Todos estes são ingredientes que estarão presentes nas palavras de ordem das manifestações desta tarde para assinalar o Dia do Trabalhador e são motivos para que os mais afectados pela crise se aproximem dos sindicatos. "Quando são vítimas de despedimento ou sentem o seu posto de trabalho ameaçado, os trabalhadores reagem como um náufrago e lançam mão à primeira tábua que encontrarem", realça Manuel Guerreiro, dirigente da federação de sindicatos do comércio e serviços ligada à CGTP.
Na construção e cerâmica - os sectores mais afectados pelo desemprego, além da indústria, que, no último ano, perderam mais de 100 mil postos de trabalho -, Fátima Messias, coordenadora da federação destes sindicatos, nota "uma maior participação e intervenção dos trabalhadores". Sindicalizados e não sindicalizados. E nota também mais pedidos de auxílio. "Temos muito mais trabalho e mais inesperado. Parecemos uns bombeiros a correr de um lado para o outro. Nos últimos dez anos, não me lembro de um ritmo tão intenso", relata, acrescentando que o e-mail da federação está sempre cheio de pedidos.
Vítor Duarte, presidente do Sindicato Nacional da Indústria e Energia, da UGT, também dá conta de um aumento da intervenção: "Temos tido muito mais trabalho por causa das situações de lay off (suspensão temporária dos contratos) e notamos uma maior procura por parte das pessoas não filiadas".

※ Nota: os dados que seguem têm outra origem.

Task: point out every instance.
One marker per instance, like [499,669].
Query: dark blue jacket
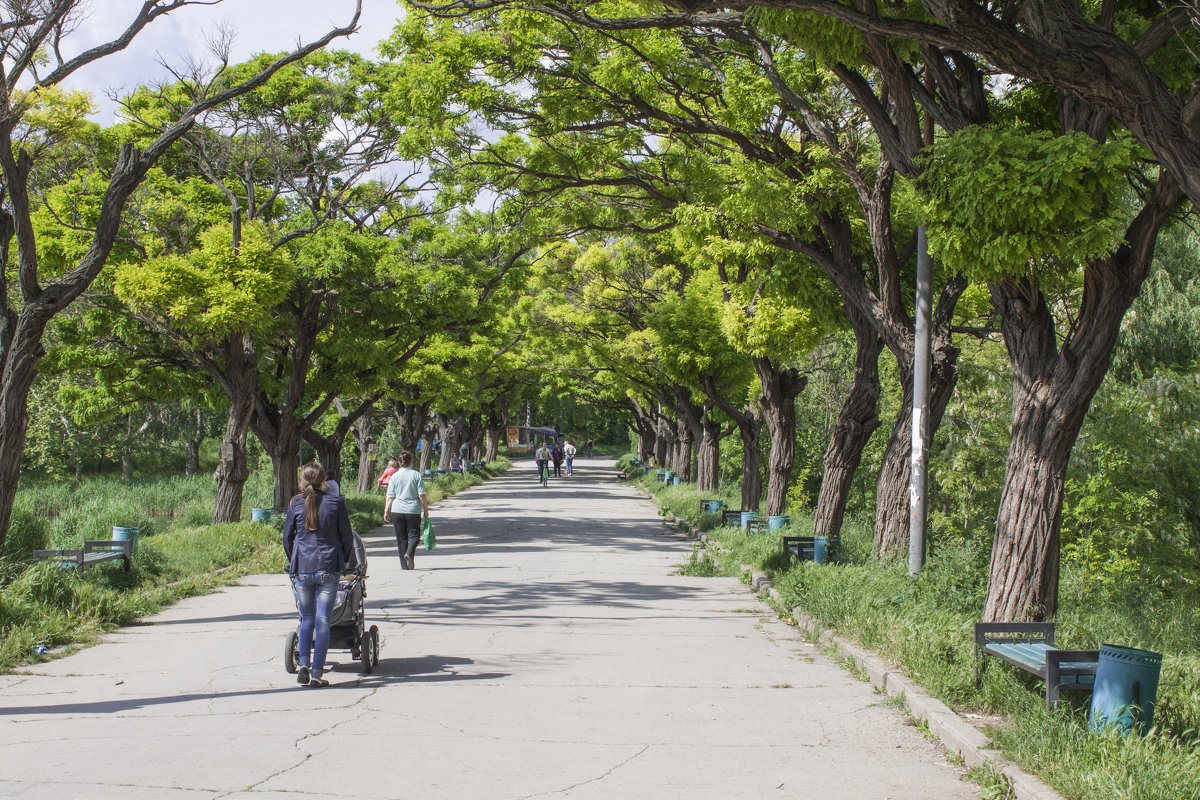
[325,549]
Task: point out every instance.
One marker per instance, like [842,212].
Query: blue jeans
[316,594]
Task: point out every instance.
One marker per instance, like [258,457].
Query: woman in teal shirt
[405,506]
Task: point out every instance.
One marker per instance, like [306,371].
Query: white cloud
[261,25]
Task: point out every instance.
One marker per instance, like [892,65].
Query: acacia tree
[39,30]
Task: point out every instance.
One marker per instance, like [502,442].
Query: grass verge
[925,626]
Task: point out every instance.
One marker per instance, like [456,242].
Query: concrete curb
[955,734]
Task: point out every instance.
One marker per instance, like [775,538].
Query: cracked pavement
[545,649]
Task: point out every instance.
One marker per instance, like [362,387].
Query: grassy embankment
[925,626]
[179,554]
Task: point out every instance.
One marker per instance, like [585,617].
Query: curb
[955,734]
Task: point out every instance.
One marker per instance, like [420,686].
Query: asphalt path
[545,649]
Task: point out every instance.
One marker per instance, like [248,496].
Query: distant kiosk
[523,439]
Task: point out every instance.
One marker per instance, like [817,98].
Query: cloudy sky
[262,25]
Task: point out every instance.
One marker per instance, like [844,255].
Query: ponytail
[311,476]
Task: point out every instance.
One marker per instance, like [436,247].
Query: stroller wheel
[292,653]
[366,655]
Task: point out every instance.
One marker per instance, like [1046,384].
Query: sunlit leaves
[1005,203]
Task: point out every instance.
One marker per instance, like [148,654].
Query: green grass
[925,625]
[179,555]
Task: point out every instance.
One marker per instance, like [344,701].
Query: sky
[262,25]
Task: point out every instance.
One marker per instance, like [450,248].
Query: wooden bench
[1030,647]
[93,553]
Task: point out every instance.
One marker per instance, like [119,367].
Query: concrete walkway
[544,650]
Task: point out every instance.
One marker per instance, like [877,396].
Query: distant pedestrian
[569,456]
[405,506]
[317,542]
[541,456]
[393,465]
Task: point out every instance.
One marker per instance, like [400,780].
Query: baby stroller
[347,624]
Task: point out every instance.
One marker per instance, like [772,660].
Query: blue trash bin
[125,534]
[820,549]
[1126,689]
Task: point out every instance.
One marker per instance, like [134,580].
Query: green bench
[1030,647]
[93,553]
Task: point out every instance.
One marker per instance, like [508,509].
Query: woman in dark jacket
[318,542]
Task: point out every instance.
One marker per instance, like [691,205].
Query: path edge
[957,734]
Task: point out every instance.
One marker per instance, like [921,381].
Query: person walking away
[569,456]
[556,455]
[393,465]
[543,457]
[405,507]
[318,542]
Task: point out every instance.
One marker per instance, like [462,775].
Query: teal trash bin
[1126,689]
[125,534]
[820,549]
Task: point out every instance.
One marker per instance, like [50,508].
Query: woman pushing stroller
[318,542]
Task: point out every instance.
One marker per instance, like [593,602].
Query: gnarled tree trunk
[778,403]
[1053,389]
[857,421]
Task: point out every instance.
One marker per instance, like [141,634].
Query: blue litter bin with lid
[820,549]
[126,534]
[1126,689]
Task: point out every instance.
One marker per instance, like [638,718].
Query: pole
[919,457]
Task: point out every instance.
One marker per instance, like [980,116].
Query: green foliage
[1003,203]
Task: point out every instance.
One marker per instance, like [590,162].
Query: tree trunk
[364,437]
[857,421]
[193,445]
[708,467]
[233,467]
[126,446]
[778,404]
[493,429]
[661,439]
[1053,389]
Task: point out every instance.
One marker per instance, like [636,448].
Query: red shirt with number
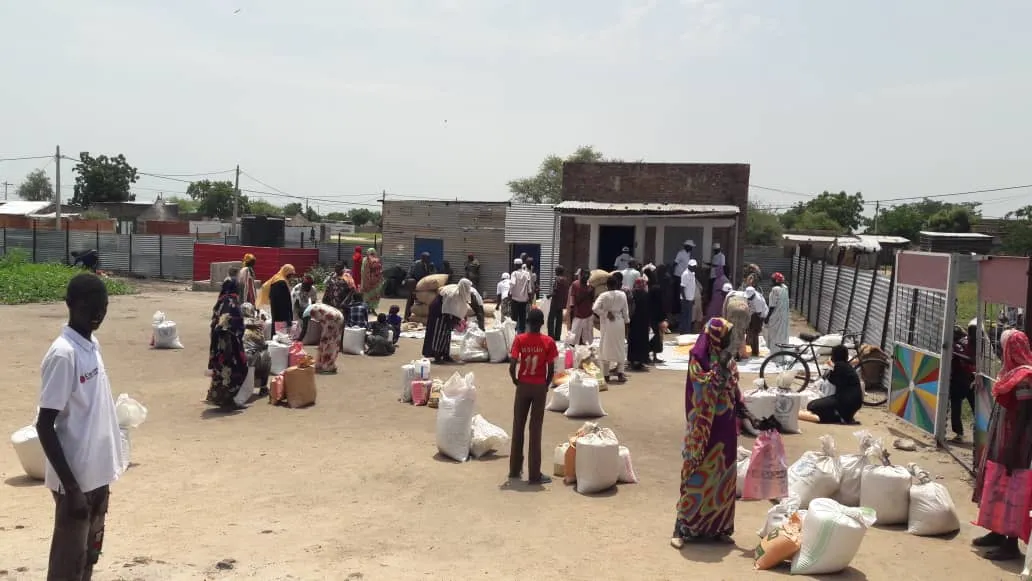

Também na área do comércio e serviços, onde os contratos são mais precários, há também um aumento das solicitações. "Em finais de 2008, tivemos uma vaga de não renovações de contratos, depois iniciaram-se as rescisões por mútuo acordo e os despedimentos colectivos. Há um crescendo de solicitações muito mais do que é normal", relata Manuel Guerreiro. Contudo, este aumento do volume de trabalho nem sempre se traduz num aumento de sindicalizados. Na construção e indústria, o número de saídas tem sido muito superior ao de novos filiados, que são principalmente jovens e com salários mais baixos. A escapar à regra parece estar, segundo João Paulo Torrinhas, dirigente da CGTP, o sector dos serviços, onde se tem conseguido alguma mobilização nos call centers e grandes superfícies.
Para Elísio Estanque, sociólogo da Universidade de Coimbra, pode ir uma grande distância entre uma maior crispação na sociedade, decorrente da crise, do desemprego, do congelamento dos salários e uma maior predisposição para "adoptar formas de resistência mais radicais" e o tempo dedicado à actividade sindical. "O descontentamento parece estar cada vez mais acompanhado por um certo desânimo", realça. E insta os sindicatos a adaptarem-se às novas realidades e adoptarem formas de funcionamento menos rígidas para poderem acolher novas realidades como a dos precários ou das camadas jovens e mais qualificadas: "o sindicalismo pode não estar mais forte, mas há condições para que ganhe um maior protagonismo". Já Alan Stoleroff, professor no ISCTE, afirma que as manifestações do 1º de Maio são um barómetro do descontentamento dos trabalhadores e antevê uma grande participação. É isso que esperam também os sindicatos, nomeadamente os da função pública, que hoje vão testar até que ponto os trabalhadores estão dispostos a ir na contestação ao Governo.